Commonly Asked Questions about Addiction and Treatment
When do you walk away from a loved one that is a drug addict?
Deciding to distance yourself from a loved one who is struggling with addiction is a deeply personal and difficult decision. There's no universal right or wrong answer, as it depends on the individual circumstances, the severity of the addiction, the impact on your wellbeing, and other factors. However, there are a few circumstances where walking away might be the appropriate course of action:
- Self-preservation: If the relationship with the loved one is causing significant harm to your mental, emotional, or physical health, it may be necessary to establish boundaries or distance yourself for your own wellbeing. Remember, you can't effectively support others if you're not taking care of yourself.
- Enabling Behavior: If your actions are enabling the individual's substance abuse rather than supporting their recovery, creating distance might be beneficial.

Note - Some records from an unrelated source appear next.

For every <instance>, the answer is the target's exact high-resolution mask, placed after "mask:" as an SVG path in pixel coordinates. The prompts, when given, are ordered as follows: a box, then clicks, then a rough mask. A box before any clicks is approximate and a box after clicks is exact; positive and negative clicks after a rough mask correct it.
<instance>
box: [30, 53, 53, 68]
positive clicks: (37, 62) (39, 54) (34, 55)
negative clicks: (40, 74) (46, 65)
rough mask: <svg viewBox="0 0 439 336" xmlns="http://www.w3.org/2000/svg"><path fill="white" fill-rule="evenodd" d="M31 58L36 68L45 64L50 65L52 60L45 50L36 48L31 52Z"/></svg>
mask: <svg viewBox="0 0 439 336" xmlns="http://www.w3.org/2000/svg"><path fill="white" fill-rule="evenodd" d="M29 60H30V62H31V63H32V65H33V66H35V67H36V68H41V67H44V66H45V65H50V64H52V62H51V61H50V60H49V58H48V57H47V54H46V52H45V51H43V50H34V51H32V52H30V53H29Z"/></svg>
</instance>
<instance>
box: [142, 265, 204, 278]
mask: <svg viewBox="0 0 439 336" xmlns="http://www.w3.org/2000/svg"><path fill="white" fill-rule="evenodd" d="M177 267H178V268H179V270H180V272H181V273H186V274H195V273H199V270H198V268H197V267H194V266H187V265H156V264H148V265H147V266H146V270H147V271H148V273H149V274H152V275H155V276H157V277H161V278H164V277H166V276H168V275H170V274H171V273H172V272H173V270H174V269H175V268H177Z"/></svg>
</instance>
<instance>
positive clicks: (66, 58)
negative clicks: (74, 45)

Enabling can include covering up for their substance use, providing financial support for their habit, or repeatedly rescuing them from the consequences of their behavior.
- Lack of Respect for Boundaries: If your loved one consistently ignores or disrespects boundaries that you have established, it might be time to consider distancing yourself.
- Abuse or Violence: If your loved one becomes abusive or violent under the influence of drugs, prioritizing your safety is crucial. In such instances, it's critical to seek help from local authorities or a domestic violence hotline.
- Unwillingness to Seek Help: If your loved one consistently refuses to seek help, denies they have a problem, or repeatedly relapses without making an effort towards recovery, it might be necessary to consider distancing yourself.
What will a rehab do to help me get through my withdrawal symptoms?
Rehabilitation centers use a combination of medical, psychological, and supportive care to help you manage and overcome withdrawal symptoms during the detoxification stage of recovery. Here's what you can expect:
Medical Supervision and Care: During withdrawal, you'll be under the constant care of medical professionals who monitor your vital signs and general health. This is crucial because withdrawal from certain substances can be life-threatening.
Medication-Assisted Treatment: Depending on the substance you're withdrawing from and the severity of your symptoms, the medical team may administer medications to alleviate discomfort and reduce cravings. For example, methadone or buprenorphine might be used for opioid withdrawal, while benzodiazepines might be used for alcohol withdrawal.
Psychological Support: Mental health professionals provide psychological support during withdrawal. This might include individual counseling, group therapy, or cognitive-behavioral techniques to help manage cravings and cope with the emotional stress of withdrawal.
Comfort Measures: Rehab centers often use comfort measures to help manage withdrawal symptoms. These might include a quiet and comfortable room to rest in, nutritional support, hydration, and complementary therapies such as acupuncture, massage, or yoga.
Preparation for Ongoing Treatment: Detox and withdrawal management are just the first steps in the recovery process. While helping you through withdrawal, staff at the rehab center will also be preparing you for the next phases of treatment, which may include therapy, medication management, and skill-building to maintain long-term sobriety.
Peer Support: Many rehab centers facilitate peer support groups, where you can share experiences and coping strategies with others who are going through a similar process.
Can alcohol withdrawal be fatal?
Yes, alcohol withdrawal can be fatal in severe cases, which is why it should always be managed under the supervision of healthcare professionals. This is especially true for individuals who have been drinking heavily for a long period of time or who have a history of severe withdrawal symptoms.
The most serious form of alcohol withdrawal is called delirium tremens (DTs), which occurs in approximately 5% of patients undergoing withdrawal. It typically starts 48 to 72 hours after the last drink, and symptoms can include severe confusion, hallucinations, high blood pressure, fever, heavy sweating, and rapid heartbeat. In addition to these, seizures can occur, which add to the risk.
Delirium tremens is a medical emergency and can be life-threatening if not treated promptly. Mortality rates without treatment are estimated to be as high as 35%, but with appropriate treatment, this rate drops to 5-15%.
Even less severe cases of alcohol withdrawal can be dangerous because they can lead to dehydration, severe vomiting, or other complications. Furthermore, withdrawal symptoms can make it difficult for an individual to maintain abstinence from alcohol, increasing the risk of a potentially dangerous relapse.